Comment In a little more than 20 years, what quaintly used to be called "network security" has gone from simple firewalling and VLANs to talk of analytics driven by self-learning machine intelligence and AI. How should we make sense of such a dramatic jump?
The engine of change has been cybercrime and its remarkable ability to render the advances of successive generations of security technology almost as quickly as they have established themselves. Firewalls were the first to be challenged, overwhelmed by the sheer size and complexity of what they were being asked to monitor. Intrusion detection systems (IDS), intrusion prevention systems (IPS), and various layers of endpoint and device security, once seen as a clever way to make threat-hunting more focused, soon followed.
Ironically, what caused the problem was not that firewalls, IDS, IPS, and endpoint software couldn’t detect cyber attacks, but that the alerts they produced started to overwhelm the defenders with data. With volumes rising, and newer generations of kit adding the monitoring of accounts, applications, privileges, and users to the mix, vendors rushed to solve the problem with expert systems that that could present this mass of event data in a way that allowed humans to separate the good from the bad, and in a digestible manner.
Throughout the 2000s, security information management (SIM), security event management (SEM), and their later combination in security information and event management (SIEM) was the logical answer to data overload. Instead of managing log data using proprietary systems, SIEM made it possible to use a single overview into which many sources could be gathered and processed for correlations. Although SIEM has become a helpmate few would be without – security operations centers (SOCs) and centralized security monitoring would struggle without SIEM to perform log monitoring – it’s always been about totting up the pros and cons:
- The data from diverse security events can be correlated in a way that would be somewhere between time consuming and impossible using logs from individual systems. If something suspicious is detected, security systems can be instructed to block it.
- Anomalies – defined as violations of policy – stand out clearly in the present and historically.
- Most SIEMS will come with reporting interfaces to help with compliance and auditing, for example PCI DSS and HIPAA.
SIEMs also have limitations, starting with the act they are only as good as the log events being fed and the way these are correlated using rules to generate alerts that point to meaningful events. In principle, good rules should spot unusual events. However, doing so without swamping teams in false positives turns out to be trickier than the marketing brochures let on.

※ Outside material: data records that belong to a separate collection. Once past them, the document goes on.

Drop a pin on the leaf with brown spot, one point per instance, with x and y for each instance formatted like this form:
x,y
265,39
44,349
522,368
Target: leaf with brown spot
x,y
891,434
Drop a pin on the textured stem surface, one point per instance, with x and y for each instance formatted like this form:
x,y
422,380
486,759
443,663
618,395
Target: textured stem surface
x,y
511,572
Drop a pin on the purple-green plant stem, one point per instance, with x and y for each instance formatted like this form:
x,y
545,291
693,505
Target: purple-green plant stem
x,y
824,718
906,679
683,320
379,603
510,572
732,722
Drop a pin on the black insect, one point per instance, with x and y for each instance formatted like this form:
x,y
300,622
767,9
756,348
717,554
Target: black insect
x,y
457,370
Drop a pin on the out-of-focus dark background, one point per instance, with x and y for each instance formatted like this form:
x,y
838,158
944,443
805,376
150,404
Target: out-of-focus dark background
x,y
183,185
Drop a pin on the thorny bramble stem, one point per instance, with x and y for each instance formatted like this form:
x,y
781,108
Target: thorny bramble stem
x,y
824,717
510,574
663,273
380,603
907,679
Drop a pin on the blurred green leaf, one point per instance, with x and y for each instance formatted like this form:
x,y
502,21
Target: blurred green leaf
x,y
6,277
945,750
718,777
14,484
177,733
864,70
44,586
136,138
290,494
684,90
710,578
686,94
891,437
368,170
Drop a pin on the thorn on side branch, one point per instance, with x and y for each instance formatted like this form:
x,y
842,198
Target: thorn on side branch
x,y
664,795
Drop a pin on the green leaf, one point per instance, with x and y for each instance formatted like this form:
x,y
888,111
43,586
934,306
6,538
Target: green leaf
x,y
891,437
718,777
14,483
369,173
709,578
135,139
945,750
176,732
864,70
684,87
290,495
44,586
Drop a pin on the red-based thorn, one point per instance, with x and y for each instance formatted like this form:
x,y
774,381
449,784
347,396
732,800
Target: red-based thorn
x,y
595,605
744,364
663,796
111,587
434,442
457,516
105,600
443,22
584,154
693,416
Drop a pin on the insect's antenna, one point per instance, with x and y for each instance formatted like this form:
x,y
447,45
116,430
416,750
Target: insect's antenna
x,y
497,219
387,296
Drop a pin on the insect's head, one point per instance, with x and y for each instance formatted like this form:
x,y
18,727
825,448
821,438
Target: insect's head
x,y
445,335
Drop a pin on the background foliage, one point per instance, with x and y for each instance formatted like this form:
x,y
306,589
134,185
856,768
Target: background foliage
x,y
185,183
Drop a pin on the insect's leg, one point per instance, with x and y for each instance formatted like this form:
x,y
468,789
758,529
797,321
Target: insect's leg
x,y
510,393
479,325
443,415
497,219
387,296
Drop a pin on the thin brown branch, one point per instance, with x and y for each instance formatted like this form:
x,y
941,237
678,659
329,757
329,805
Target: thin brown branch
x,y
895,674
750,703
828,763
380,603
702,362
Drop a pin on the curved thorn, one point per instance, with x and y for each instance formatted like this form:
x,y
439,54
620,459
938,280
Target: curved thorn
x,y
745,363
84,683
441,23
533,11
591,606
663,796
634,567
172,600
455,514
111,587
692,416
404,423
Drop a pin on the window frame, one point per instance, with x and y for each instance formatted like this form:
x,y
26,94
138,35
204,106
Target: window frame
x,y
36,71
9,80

Obviously building and maintaining these rules (or adjusting templates that come with the SIEM) is complex as is the process of normalizing log input to take account of the different data formats used by monitoring systems. Given that these formats and the inputs captured in logs changes and expands over time, this can become onerous.
UBA and the return of the user
The growth of data being fed into SIEMs, the complexity of its management, and doubts about their ability to detect attacks in realtime without overwhelming security teams in alerts eventually has led to a hunt for a new silver bullet. Interest in what Gartner calls user behavior analytics (UBA) followed.
This seemed to highlight the concern that crunching data from network detectors was a losing game when the most important dimension had always been the user. UBA’s innovation was to dispense with the guesswork about what log events meant, or how they could be related to one another, and just focus on a baseline state for users and their credentials. If a user event breached this known state – which could be internal as well as external – this would generate an alert.
Newer generations of firewall have been adding user management to their controls in the mid-2000s, but for organizations investing in SOCs and SIEM it always made more sense to unify this under a system above an individual monitoring device. In some cases, UBA was implemented as an extension to SIEM, or as a capability within the SIEM, as vendors sought to develop their products to suit the market.